For Leiker’s mother, Margie Whittington, the reopening of the store, which will bear the name of the neighborhood emblazoned on the front, is a way of showing that evil does not triumph.
“When they see ‘Table Mesa,’ they’ll know this store hasn’t been demolished and the shooter hasn’t prevailed,” said Whittingham, who said his daughter’s former co-workers and clients held out the hand to comfort her. Leiker, who lived independently despite cognitive impairment, worked at the store for 32 years.
But the uncle of Rikki Olds, a frontline manager who was also killed in the store, thinks it might have been better to demolish the store, to get rid of the place where so many tragedies happened. .
“What happened is still there,” Robert Olds said of the shooting.
Robert Olds hopes the newly designed store has better security than at the time of the shooting, including some of the measures he is responsible for as the school’s security supervisor. He would also like supermarkets to install panic buttons that alert the police in the event of a shooting and automatically lock the doors of stores, such as schools, and also monitor their security cameras for any signs of trouble, including at home. exterior of the store. Authorities say the shooter opened fire in the parking lot before entering.
He was unimpressed after visiting the new store this week, saying “it was the same place he was”.

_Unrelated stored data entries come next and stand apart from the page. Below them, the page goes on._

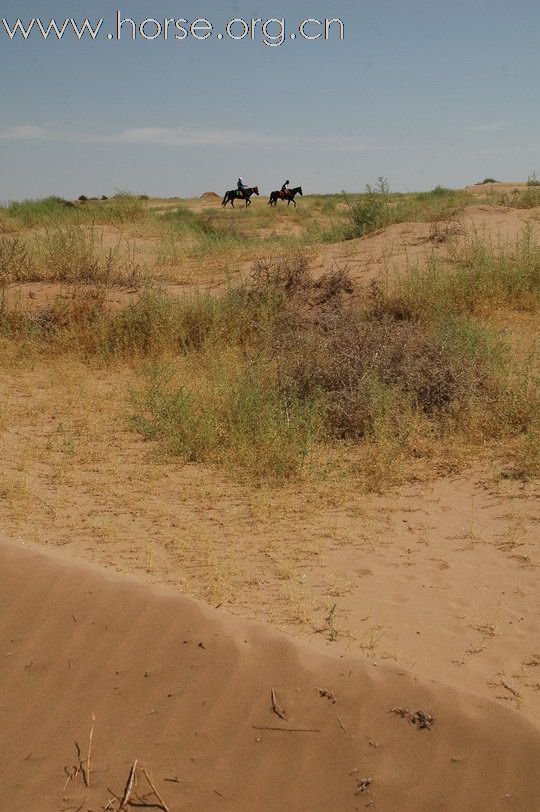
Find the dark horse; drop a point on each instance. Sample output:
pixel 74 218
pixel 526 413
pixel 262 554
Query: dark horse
pixel 235 194
pixel 289 196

A spokeswoman for King Soopers, Jessica Trowbridge, said a company-led survey found store employees and customers overwhelmingly want the store to reopen and the company has taken the changes into account. they had requested, including a lighter, brighter appearance created with a raised ceiling. and an almost entirely glazed entrance with views of the nearby Flatirons, the city’s signature rock formations.
“It’s their community and they wanted to get back to their community and their store,” said Trowbridge, who said about 50% of employees who worked at the store at the time of the shooting are returning to their jobs.
She declined to say if any changes had been made to security at the store. When media were allowed into the store on Tuesday, security guards were armed, but Trowbridge said she could not say if that would continue to be the case.
A memorial with 10 trees representing each of those killed is planned outside the store, she said.
The court case against the alleged gunman, Ahmad Al Aliwi Alissa, 22, has been on hold since December, when a judge ruled Alissa mentally unfit to stand trial and ordered him to be treated in hospital public psychiatrist to see if he can be recovered enough to stand trial.
Leiker’s mother, Whittington, credited Kroger, the company that owns King Soopers, with being sensitive to the feelings of its longtime customers by making changes to the store.
“The interior won’t look like it used to,” she said.